En application des dispositions de l’article R.1455-5 du code du travail, dans tous les cas d’urgence,
la formation de référé peut, dans la limite de la compétence des conseils de prud’hommes, ordonner
des mesures qui ne se heurtent à aucune contestation sérieuse ou que justifie l’existence d’un
différend.
L’article R.1455-6 énonce que la formation de référé peut toujours, même en présence d’une
contestation sérieuse, prescrire les mesures conservatoires ou de remise en état qui s’imposent, soit
pour prévenir un dommage imminent, soit pour faire cesser un trouble manifestement illicite.
Dans le cas où l’existence de l’obligation n’est pas sérieusement contestable, elle peut accorder une
provision au créancier ou ordonner l’exécution de l’obligation même s’il s’agit d’une obligation de
faire.
Les demandes formulées doivent présenter un caractère d’urgence et ne doivent se heurter à aucune
contestation sérieuse, le demandeur devant disposer des preuves nécessaires.
Le juge du référé ne peut examiner que le provisoire sans entamer le fond sauf à vouloir outrepasser
les pouvoirs qu’il détient des articles R.1455-5 à R.1455-7 du code du travail et à méconnaître la
portée des articles 484 et 488 du code de procédure civile.

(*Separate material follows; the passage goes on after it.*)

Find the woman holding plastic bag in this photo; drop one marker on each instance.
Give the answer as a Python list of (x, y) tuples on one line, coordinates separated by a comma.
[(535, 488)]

En l’espèce, l’alerte étant postérieure à la convocation à l’entretien préalable de licenciement, seul le
juge du fond a compétence pour se prononcer sur le bien-fondé de ces demandes, notamment au
regard de l’enquête interne communiquée par la société.
En conséquence, il n’y a lieu à référé sur ces demandes.
Sur l’article 700 du code de procédure civile
Il n’y a pas lieu à application de l’article 700 du code de procédure civile.
Sur les dépens
La SA ALSTHOM TRANSPORT, succombant à l’instance, sera condamnée aux dépens.
PAR CES MOTIFS :
La cour, statuant par arrêt contradictoire,
Infirme, en ses dispositions frappées d’appel, l’ordonnance de référé entreprise
Et statuant à nouveau,
Condamne la SA ALSTOM TRANSPORT à remettre au conseil de M. Z X, Maître D E dans le délai de quinze jours à compter du prononcé de la décision, le rapport d’enquête de 2019 de Mme Y, dans son intégralité, et ès anonymisation des noms et prénoms des salariés mentionnés dans celui-ci, sous astreinte de 500 euros par jour de retard applicable passé le délai de 15 jours suivant la signification de l’arrêt par M. Z X.
Dit n’y avoir lieu à référé sur le surplus des demandes ;
Condamne la SAS ALSTHOM TRANSPORT à payer à M. Z X la somme de 1.500 euros sur le fondement de l’article 700 du code de procédure civile,
Condamne la SAS ALSTHOM TRANSPORT aux dépens d’appel.